Association between pulmonary artery pulsatility and mortality after implantation of left ventricular assist device.

Autor: Akamkam, Ali, Galand, Vincent, Jungling, Marie, Delmas, Clément, Dambrin, Camille, Pernot, Mathieu, Kindo, Michel, Gaudard, Philippe, Rouviere, Philippe, Senage, Thomas, Chavanon, Olivier, Para, Marylou, Gariboldi, Vlad, Pozzi, Matteo, Litzler, Pierre‐Yves, Babatasi, Gerard, Bouchot, Olivier, Radu, Costin, Bourguignon, Thierry, D'Ostrevy, Nicolas
Předmět:
Zdroj: ESC Heart Failure; Aug2024, Vol. 11 Issue 4, p2100-2112, 13p
Abstrakt: Aims: Right ventricular failure after left ventricular assist device (LVAD) implantation is a major concern that remains challenging to predict. We sought to investigate the relationship between preoperative pulmonary artery pulsatility index (PAPi) and mortality after LVAD implantation.
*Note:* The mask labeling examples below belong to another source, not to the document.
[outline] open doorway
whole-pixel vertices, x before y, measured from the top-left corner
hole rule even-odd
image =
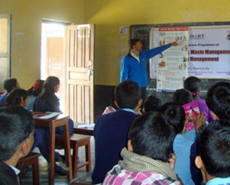
[[[63,59],[63,39],[66,24],[43,22],[41,34],[41,79],[57,76],[60,79],[60,90],[56,94],[60,99],[60,109],[65,112],[65,64]]]

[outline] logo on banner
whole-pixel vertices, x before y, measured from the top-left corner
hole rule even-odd
[[[191,34],[190,39],[204,39],[205,34]]]
[[[230,31],[226,31],[227,32],[227,40],[230,40]]]

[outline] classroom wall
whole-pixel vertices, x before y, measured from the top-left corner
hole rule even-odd
[[[84,0],[0,0],[0,14],[12,14],[11,76],[22,88],[40,77],[42,19],[84,23]]]
[[[129,49],[120,26],[229,21],[229,6],[229,0],[85,0],[85,22],[96,25],[95,84],[119,83],[120,60]]]

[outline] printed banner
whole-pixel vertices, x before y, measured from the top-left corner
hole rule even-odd
[[[178,40],[179,46],[170,47],[157,58],[157,91],[173,92],[183,88],[188,74],[188,27],[159,28],[158,46]]]
[[[230,27],[189,27],[188,76],[230,78]]]

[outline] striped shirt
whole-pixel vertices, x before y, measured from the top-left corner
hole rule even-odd
[[[153,172],[130,172],[115,165],[103,182],[104,185],[180,185],[179,181]]]

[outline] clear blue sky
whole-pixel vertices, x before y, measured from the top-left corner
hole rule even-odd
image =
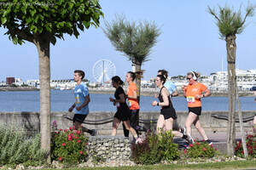
[[[253,3],[253,1],[252,1]],[[154,21],[161,31],[158,42],[153,48],[150,60],[144,63],[144,79],[155,76],[159,69],[166,69],[170,76],[185,75],[193,70],[203,75],[226,70],[225,42],[219,39],[216,21],[207,8],[228,4],[241,11],[247,2],[243,0],[101,0],[104,20],[111,21],[115,14],[124,14],[131,21]],[[255,4],[254,4],[255,5]],[[236,59],[238,67],[256,69],[256,15],[248,18],[245,31],[237,36]],[[105,27],[103,20],[101,26]],[[0,81],[6,76],[23,80],[38,79],[38,59],[34,44],[14,45],[3,36],[7,30],[0,28],[1,67]],[[79,39],[65,36],[50,48],[51,79],[73,78],[76,69],[85,71],[90,81],[92,67],[101,59],[108,59],[116,65],[117,75],[125,78],[131,71],[131,61],[114,48],[101,28],[94,27],[81,32]]]

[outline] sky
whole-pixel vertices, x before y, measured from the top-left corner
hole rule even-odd
[[[251,1],[256,5],[256,1]],[[207,6],[218,9],[218,5],[229,5],[235,10],[241,7],[242,15],[247,2],[244,0],[101,0],[104,20],[111,22],[116,14],[123,14],[130,21],[154,22],[161,34],[144,62],[144,80],[155,76],[157,71],[166,69],[169,76],[185,75],[189,71],[210,75],[226,71],[225,41],[219,38],[218,29]],[[99,60],[109,60],[116,67],[116,74],[125,79],[131,71],[131,63],[122,53],[114,49],[102,28],[90,27],[80,32],[78,39],[65,35],[50,47],[51,79],[73,78],[74,70],[85,71],[91,82],[94,64]],[[23,81],[38,79],[38,57],[36,46],[26,42],[15,45],[3,35],[0,27],[0,81],[7,76]],[[256,14],[247,18],[247,27],[236,37],[236,67],[241,70],[256,69]],[[222,67],[222,60],[223,67]]]

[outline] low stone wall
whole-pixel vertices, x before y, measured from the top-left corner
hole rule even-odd
[[[103,162],[128,161],[131,153],[129,138],[122,136],[90,137],[88,150],[89,159]]]
[[[244,117],[254,115],[256,111],[242,111]],[[159,112],[155,111],[141,111],[140,120],[157,120]],[[228,111],[202,111],[200,116],[201,123],[206,131],[223,132],[226,131],[227,121],[218,120],[212,117],[212,114],[228,115]],[[73,114],[69,112],[52,112],[51,122],[56,121],[58,128],[67,128],[71,127],[73,122],[66,119],[63,115],[68,115],[73,117]],[[86,117],[86,120],[96,121],[104,120],[109,117],[113,117],[114,112],[97,111],[90,112]],[[187,111],[177,111],[178,124],[184,126],[185,120],[188,116]],[[15,126],[19,129],[25,129],[28,132],[39,132],[40,131],[40,114],[38,112],[0,112],[0,126],[11,127]],[[251,127],[253,122],[244,123],[245,128]],[[155,123],[140,123],[140,125],[146,128],[155,127]],[[109,121],[107,124],[90,125],[84,124],[88,128],[96,129],[98,135],[110,135],[112,130],[112,122]],[[236,123],[236,131],[239,132],[239,123]],[[123,127],[120,125],[118,129],[118,134],[123,133]]]

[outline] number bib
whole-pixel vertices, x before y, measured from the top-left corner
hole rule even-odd
[[[187,97],[187,101],[189,103],[194,103],[195,102],[195,97],[194,96],[188,96]]]

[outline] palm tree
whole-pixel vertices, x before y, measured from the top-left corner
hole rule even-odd
[[[131,61],[132,71],[138,73],[136,78],[139,102],[141,78],[143,71],[142,65],[149,60],[151,48],[160,36],[160,29],[154,23],[147,21],[130,23],[125,17],[116,17],[111,24],[106,21],[104,33],[117,51],[123,53]]]
[[[247,6],[244,18],[241,17],[241,9],[239,9],[237,12],[235,12],[233,11],[233,8],[230,8],[228,6],[224,8],[219,6],[218,9],[219,13],[217,14],[214,8],[208,7],[208,13],[212,14],[217,20],[216,24],[218,27],[220,37],[226,41],[229,77],[229,122],[227,129],[227,150],[229,156],[234,156],[234,146],[236,144],[235,96],[236,94],[238,96],[238,94],[236,93],[237,85],[236,79],[236,35],[241,34],[243,31],[247,18],[253,15],[254,7],[252,5]],[[238,99],[238,97],[236,99]],[[241,111],[238,112],[241,114]],[[242,122],[241,122],[241,126],[242,127]],[[247,147],[245,144],[244,133],[242,133],[242,141],[244,151],[246,152]]]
Methods and results: A retrospective analysis of the ASSIST‐ICD multicentre registry allowed the assessment of PAPi before LVAD according to the formula [(systolic pulmonary artery pressure − diastolic pulmonary artery pressure)/central venous pressure]. The primary endpoint was survival at 3 months, according to the threshold value of PAPi determined by the receiver operating characteristic (ROC) curve. A multivariate analysis including demographic, echographic, haemodynamic, and biological variables was performed to identify predictive factors for 2 year mortality. One hundred seventeen patients were included from 2007 to 2021. The mean age was 58.45 years (±13.16), with 15.4% of women (sex ratio 5.5). A total of 53.4% were implanted as bridge to transplant and 43.1% as destination therapy. Post‐operative right ventricular failure was observed in 57 patients (48.7%), with no significant difference between survivors and non‐survivors at 1 month (odds ratio 1.59, P = 0.30). The median PAPi for the whole study population was 2.83 [interquartile range 1.63–4.69]. The threshold value of PAPi determined by the ROC curve was 2.84. Patients with PAPi ≥ 2.84 had a higher survival rate at 3 months [PAPi < 2.84: 58.1% [46.3–72.8%] vs. PAPi ≥ 2.84: 89.1% [81.1–97.7%], hazard ratio (HR) 0.08 [0.02–0.28], P < 0.01], with no significant difference after 3 months (HR 0.67 [0.17–2.67], P = 0.57). Other predictors of 2 year mortality were systemic hypertension (HR 4.22 [1.49–11.97], P < 0.01) and diabetes mellitus (HR 4.90 [1.83–13.14], P < 0.01). LVAD implantation as bridge to transplant (HR 0.18 [0.04–0.74], P = 0.02) and heart transplantation (HR 0.02 [0.00–0.18], P < 0.01) were associated with a higher survival rate at 2 years. Conclusions: Preoperative PAPi < 2.84 was associated with a higher risk of early mortality after LVAD implantation without impacting 2 year outcomes among survivors. [ABSTRACT FROM AUTHOR]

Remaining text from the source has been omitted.